Das Niederländische Nationalballett hatte sich aus aktuellem Anlass entschlossen, das ursprünglich geplante Celebrate! durch ein neues Programm mit dem Titel Shadows zu ersetzen und darin das Antikriegsstück Der Grüne Tisch des deutschen Choreographen Kurt Jooss (1901-1979) zum ersten Mal seit 30 Jahren wieder aufzuführen.

The Green Table
© Michel Schnater

Mit seiner 1932 beim Concours de chorégraphie des Archives internationales de la danse in Paris mit dem Ersten Preis ausgezeichneten Choreographie in acht Bildern wurde Jooss über Nacht weltberühmt. Jooss hatte ab 1920 bei dem Choreographen und Tanztheoretiker Rudolf von Laban studiert und später als Tänzer und Assistent in dessen Kompanie gearbeitet. Später studierte er klassisches Ballett in Paris und Wien. 1927 zog er nach Essen, wo er Mitbegründer der Folkwangschule war. Seine mutige gesellschaftskritische Arbeit und seine unnachgiebige Weigerung, jüdische Mitglieder seines Ensembles zu entlassen, zwangen ihn 1934 nach England zu emigrieren. Als britischer Staatsbürger kehrte Jooss erst 1949 nach Deutschland zurück, um die Folkwangschule wiederaufzubauen. Eine seiner damaligen Schülerinnen war Pina Bausch.

The Green Table
© Michel Schnater

Jooss kombiniert in seinen Arbeiten konsequent zwei gegensätzliche Tanzstile: die klassische Balletttechnik auf der einen und den hyperexpressiven Gestus des deutschen Ausdruckstanzes auf der anderen Seite. Er will die Essenz von einzelnen Emotionen einfangen, weshalb er Bewegungen wie für ein Foto einen Moment anhält, so dass sie sich gleichsam in die Netzhaut der Zuschauer einbrennen können.
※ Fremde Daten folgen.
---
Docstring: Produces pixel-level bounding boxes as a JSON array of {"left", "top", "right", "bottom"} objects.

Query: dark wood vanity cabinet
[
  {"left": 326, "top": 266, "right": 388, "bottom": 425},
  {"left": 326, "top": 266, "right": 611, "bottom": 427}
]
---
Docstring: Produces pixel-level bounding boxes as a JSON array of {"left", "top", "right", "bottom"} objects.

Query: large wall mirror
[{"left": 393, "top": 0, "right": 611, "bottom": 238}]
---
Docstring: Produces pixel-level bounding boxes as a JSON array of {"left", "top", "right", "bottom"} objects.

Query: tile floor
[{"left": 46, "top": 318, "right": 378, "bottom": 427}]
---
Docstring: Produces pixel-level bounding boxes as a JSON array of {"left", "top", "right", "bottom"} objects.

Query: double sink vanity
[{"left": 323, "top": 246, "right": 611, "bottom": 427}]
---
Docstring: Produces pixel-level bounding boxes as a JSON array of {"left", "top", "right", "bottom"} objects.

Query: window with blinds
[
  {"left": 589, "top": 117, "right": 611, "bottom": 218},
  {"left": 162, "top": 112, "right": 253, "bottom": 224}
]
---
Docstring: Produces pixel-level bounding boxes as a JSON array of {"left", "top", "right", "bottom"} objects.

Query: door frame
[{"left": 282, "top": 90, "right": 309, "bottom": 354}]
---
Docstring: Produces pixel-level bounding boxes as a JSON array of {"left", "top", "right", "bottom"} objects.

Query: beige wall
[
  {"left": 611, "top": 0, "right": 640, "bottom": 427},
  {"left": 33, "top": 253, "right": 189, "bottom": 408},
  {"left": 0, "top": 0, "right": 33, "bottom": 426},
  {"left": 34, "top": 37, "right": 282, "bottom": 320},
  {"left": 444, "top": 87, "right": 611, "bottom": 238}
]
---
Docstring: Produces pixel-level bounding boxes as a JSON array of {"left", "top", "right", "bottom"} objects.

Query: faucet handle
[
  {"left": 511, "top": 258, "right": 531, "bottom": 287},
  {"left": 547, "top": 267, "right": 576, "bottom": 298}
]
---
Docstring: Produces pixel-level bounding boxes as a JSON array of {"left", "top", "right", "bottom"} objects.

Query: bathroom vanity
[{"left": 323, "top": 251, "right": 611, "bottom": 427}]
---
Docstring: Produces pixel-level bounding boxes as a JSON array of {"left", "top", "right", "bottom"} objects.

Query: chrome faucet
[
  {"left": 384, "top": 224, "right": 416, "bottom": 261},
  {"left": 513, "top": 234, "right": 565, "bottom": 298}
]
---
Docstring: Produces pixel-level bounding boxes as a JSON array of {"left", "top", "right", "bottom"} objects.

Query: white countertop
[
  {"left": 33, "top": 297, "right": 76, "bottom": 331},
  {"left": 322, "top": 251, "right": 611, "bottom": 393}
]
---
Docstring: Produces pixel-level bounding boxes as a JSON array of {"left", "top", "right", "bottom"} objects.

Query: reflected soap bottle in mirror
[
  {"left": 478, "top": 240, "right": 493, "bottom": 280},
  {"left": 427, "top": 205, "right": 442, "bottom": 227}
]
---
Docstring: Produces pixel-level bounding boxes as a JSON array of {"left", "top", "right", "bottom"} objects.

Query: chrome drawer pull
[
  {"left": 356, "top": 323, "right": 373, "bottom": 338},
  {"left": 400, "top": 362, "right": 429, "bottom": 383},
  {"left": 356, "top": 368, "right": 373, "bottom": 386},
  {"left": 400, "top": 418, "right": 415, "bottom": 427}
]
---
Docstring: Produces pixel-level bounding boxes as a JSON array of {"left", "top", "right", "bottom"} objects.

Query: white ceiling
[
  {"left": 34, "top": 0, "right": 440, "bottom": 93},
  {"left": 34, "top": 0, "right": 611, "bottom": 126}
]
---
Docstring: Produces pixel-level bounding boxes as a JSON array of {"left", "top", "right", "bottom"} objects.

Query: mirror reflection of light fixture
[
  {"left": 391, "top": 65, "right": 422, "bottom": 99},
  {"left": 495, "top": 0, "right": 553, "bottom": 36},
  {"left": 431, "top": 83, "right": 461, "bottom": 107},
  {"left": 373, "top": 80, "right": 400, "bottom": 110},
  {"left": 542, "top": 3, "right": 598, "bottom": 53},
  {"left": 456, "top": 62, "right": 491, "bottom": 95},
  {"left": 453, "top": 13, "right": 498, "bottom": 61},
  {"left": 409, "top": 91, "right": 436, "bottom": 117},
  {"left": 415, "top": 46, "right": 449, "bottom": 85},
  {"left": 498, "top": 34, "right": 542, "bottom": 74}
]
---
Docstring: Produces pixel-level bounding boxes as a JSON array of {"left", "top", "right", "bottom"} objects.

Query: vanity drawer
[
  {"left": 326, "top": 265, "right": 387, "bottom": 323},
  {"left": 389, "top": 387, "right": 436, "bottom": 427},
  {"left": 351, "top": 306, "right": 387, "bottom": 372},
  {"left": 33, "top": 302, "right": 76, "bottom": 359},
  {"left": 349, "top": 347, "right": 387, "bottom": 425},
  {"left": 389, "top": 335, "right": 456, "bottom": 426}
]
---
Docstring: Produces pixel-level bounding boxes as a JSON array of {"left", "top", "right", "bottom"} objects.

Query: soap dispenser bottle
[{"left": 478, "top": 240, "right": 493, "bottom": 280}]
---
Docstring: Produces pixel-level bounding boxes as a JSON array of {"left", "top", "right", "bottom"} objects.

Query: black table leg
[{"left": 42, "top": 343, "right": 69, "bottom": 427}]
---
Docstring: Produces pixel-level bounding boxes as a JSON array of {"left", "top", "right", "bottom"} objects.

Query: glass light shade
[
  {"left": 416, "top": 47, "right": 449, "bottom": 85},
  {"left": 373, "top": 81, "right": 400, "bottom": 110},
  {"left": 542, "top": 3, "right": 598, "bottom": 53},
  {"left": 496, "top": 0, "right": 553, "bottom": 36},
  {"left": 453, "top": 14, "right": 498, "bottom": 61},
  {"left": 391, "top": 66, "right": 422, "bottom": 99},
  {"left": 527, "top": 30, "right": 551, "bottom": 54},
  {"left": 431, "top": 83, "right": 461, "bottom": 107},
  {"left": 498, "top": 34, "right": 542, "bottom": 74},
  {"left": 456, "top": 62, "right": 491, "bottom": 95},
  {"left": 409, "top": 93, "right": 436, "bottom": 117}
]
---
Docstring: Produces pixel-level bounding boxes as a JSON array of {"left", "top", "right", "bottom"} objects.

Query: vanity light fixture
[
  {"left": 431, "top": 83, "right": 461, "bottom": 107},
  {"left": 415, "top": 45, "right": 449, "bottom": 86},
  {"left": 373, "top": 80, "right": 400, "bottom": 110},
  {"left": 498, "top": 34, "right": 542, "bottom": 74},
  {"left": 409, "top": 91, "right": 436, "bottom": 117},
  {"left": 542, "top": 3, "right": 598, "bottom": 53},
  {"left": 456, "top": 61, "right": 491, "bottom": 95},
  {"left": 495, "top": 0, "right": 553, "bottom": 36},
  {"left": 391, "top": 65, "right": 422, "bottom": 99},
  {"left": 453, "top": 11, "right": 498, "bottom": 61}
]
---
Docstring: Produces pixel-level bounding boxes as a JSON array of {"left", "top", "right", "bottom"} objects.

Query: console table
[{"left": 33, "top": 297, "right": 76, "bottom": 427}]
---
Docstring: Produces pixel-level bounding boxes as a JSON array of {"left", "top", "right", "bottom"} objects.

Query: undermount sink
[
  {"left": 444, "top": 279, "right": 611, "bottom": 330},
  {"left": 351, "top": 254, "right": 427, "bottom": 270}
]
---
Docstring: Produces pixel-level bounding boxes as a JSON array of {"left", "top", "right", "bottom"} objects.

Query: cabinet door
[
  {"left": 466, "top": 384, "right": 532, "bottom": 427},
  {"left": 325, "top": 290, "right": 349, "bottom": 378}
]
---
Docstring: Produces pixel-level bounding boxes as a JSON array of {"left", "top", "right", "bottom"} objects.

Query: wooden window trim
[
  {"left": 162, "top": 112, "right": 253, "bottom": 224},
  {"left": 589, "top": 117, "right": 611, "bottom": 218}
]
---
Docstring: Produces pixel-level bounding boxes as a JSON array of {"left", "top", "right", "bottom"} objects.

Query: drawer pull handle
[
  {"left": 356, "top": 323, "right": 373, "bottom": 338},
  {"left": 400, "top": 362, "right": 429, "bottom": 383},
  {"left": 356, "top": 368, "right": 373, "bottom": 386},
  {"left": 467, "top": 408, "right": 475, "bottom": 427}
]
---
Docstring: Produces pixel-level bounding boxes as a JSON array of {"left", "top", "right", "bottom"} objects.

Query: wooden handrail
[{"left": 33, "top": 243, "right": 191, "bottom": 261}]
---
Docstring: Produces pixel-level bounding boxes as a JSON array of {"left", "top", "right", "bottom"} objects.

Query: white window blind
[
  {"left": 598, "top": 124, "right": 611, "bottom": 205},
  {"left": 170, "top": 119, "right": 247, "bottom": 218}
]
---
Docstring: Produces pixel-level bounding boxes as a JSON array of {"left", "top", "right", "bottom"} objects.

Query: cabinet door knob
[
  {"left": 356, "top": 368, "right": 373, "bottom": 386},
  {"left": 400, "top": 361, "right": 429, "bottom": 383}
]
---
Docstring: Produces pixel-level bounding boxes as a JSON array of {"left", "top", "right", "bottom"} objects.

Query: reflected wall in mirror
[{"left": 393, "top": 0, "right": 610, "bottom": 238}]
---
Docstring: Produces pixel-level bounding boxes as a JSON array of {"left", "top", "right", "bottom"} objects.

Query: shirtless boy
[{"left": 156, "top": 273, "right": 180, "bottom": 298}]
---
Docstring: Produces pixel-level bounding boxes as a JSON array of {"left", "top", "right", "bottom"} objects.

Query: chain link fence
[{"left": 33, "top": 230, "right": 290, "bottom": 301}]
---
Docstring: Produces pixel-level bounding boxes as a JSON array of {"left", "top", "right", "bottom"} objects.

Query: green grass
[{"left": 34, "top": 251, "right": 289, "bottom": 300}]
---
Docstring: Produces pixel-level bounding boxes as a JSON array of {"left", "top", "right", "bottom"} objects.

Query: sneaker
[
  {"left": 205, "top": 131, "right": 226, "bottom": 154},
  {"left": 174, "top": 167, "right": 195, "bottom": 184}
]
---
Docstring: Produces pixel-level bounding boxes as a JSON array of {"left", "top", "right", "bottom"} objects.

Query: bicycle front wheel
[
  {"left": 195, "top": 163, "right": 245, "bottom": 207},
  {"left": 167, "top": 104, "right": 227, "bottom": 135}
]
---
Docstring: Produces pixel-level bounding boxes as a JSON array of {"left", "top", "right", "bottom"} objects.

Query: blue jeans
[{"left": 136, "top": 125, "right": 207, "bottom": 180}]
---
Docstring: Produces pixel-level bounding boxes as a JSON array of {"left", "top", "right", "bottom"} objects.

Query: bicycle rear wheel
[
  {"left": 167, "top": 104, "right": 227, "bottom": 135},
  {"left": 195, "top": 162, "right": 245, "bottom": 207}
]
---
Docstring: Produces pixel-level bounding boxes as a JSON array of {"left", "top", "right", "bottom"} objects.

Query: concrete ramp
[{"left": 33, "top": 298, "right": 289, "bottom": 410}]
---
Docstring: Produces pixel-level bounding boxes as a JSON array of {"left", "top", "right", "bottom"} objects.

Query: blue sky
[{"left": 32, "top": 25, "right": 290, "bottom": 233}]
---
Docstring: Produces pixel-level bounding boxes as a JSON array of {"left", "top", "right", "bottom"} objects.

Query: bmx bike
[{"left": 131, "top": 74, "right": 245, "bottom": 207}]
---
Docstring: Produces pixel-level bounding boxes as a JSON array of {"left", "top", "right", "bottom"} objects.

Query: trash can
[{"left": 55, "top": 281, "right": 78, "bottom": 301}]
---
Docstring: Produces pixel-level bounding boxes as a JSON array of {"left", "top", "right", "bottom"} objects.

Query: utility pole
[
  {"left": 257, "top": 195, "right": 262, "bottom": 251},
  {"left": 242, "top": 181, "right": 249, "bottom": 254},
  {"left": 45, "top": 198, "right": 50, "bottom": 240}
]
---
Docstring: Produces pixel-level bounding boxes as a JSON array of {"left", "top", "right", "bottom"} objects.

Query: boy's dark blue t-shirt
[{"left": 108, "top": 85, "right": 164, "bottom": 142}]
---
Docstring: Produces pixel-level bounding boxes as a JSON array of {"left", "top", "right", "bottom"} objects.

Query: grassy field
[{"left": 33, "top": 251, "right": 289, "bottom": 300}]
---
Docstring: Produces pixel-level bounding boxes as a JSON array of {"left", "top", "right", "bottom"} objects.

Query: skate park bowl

Imponierend wie Giorgi Potskhishvili als personifizierter Tod in die Rüstung eines Kriegsgotts (Kostüme: Hein Heckroth) Schrecken und Angst einflößte. Ebenso beeindruckte Anna Tsygankova als todesmutige Partisanin, die vor dem Peloton ihr Leben lassen muss. Es sind vor allem die kleinen Blicke und Gesten, deren Ausführung den Tänzern Genauigkeit und Präzision abverlangen. Dank der sorgfältigen Einstudierung von Jeannette Vondersaar, ehemaliger Tänzerin beim HNB, die hierin mit der Tochter von Jooss zusammengearbeitet hatte, atmete die Aufführung noch immer spürbar den Geist der Dreißiger Jahre.

Yugen
© Michel Schnater

Das zweite Stück des Abends war Yugen (japanisch für Schönheit) des vielfach ausgezeichneten britischen Choreographen Wayne McGregor. Eigentlich hatte das 2018 entstandene Stück schon 2020 in Amsterdam Premiere feiern sollen, bekam jedoch wegen den Covidbeschränkungen erst nun seine Niederländische Erstaufführung. Die Musik, Leonard Bernsteins Chichester Psalms, wurde klanggewaltig von der Cappella Amsterdam und dem Ballettorchester unter der Leitung von Matthew Rowe gespielt. Timothy van Poucke war als Sohn mit seinen ausdrucksstarken und mit jugendlichem Elan getanzten Soli die zentrale Figur in diesem alle Sinne berauschenden Tanzspektakel. Sowohl die fließenden roten Gewänder von Kostümbildnerin Shirin Guild als auch das gigantische Bühnenbild des britischen Keramikkünstlers Edmund de Waal machten Yugen zu einem unvergesslichen Gesamtkunstwerk.

Regnum
© Michel Schnater

Der Saisonauftakt des HNB begann mit der Uraufführung von Regnum zur Musik von Mozarts Symphonie Nr. 25 der niederländisch-ukrainischen Choreographen Milena Sidorova. Die ehemalige HNB-Tänzerin hatte ihre Choreographie zusammen mit den 22 Tänzern entwickelt. Beeindruckende solistische Einlagen wechselten sich dabei ab mit humorvollen Ensemblebildern. Das vorgenommene große Thema „Macht” spielte sich dabei vor allem im zwischenmenschlichen Bereich ab – die schlangenähnlichen Taue in den Händen einzelner Tänzer symbolisierten ebenso Selbstkasteiung wie die unseligen Verstrickungen erotischer Anziehungskraft.